Kit Carson: The Life of an American Border Man
First a hero in dime novels, and subsequently reviled as a killer of Native Americans, this book tries to look beyond both and describe Kit Carson as he actually was; a product of his time.
Going back in time, his family is described as Scots-Irish, a people used to rough justice carried out in person, and often retributive in nature, rather than carried out by the authorities.
Life on the frontier, where Carson grew up as his family migrated west, was similar. The law was a somewhat distant concept.
This is a central theme of the book - how many of Carson's actions should be viewed in the light of the times he lived in. Some are brutal from a modern viewpoint, but perhaps he should not be judged so harshly, the author states.

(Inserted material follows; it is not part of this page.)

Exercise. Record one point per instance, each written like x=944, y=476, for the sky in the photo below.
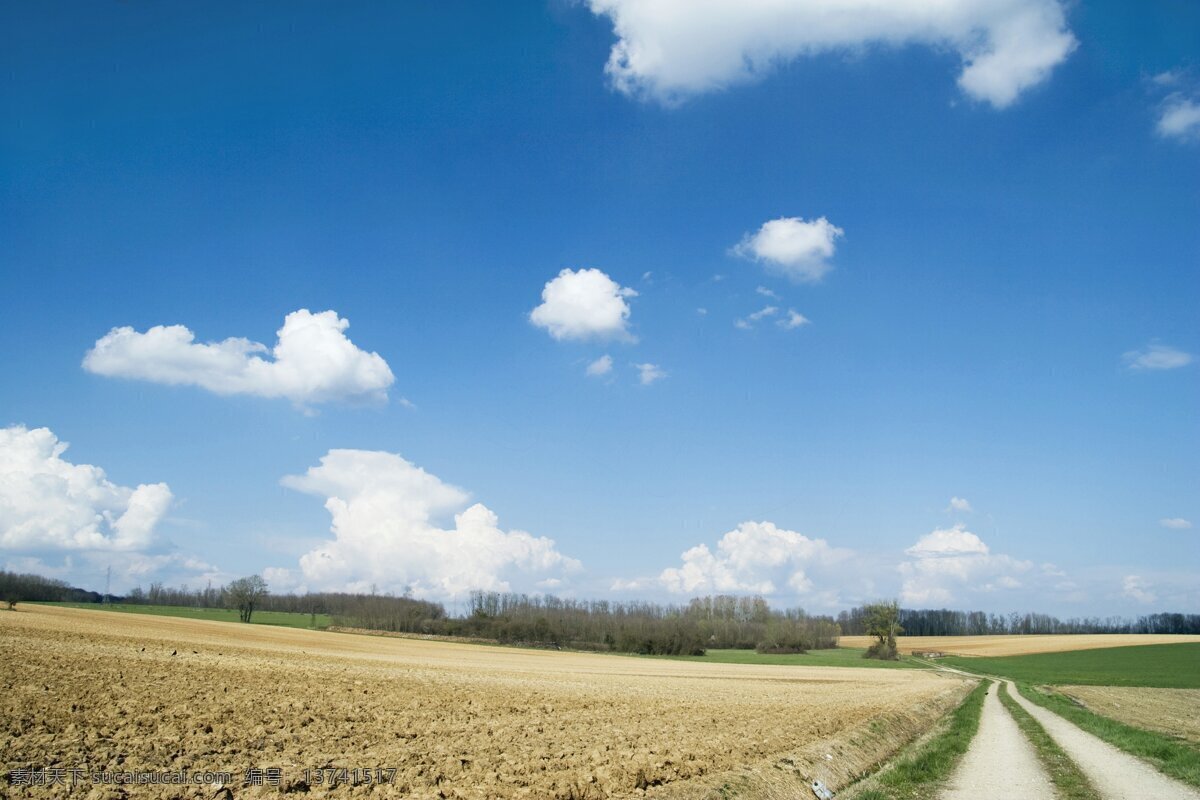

I wish the book had dealt more with Carson's travels throughout the west, and given more of a sense of place to his journeys, as that was my own interest in reading it. In any age without automobiles, Carson traveled through a vast area of the country in a time when relatively few people of European extraction had been there.
An interesting look, in any event, at a figure who grew to be 'larger than life' despite being fairly modest and unassuming. The leader of the mapping expedition Carson joined, John Fremont, was far more of a self-promoter.
The author's task is not made easier by the lack of much in the way of a written record from Carson himself.
A solid effort, but I'm not sure I'd recommend the book.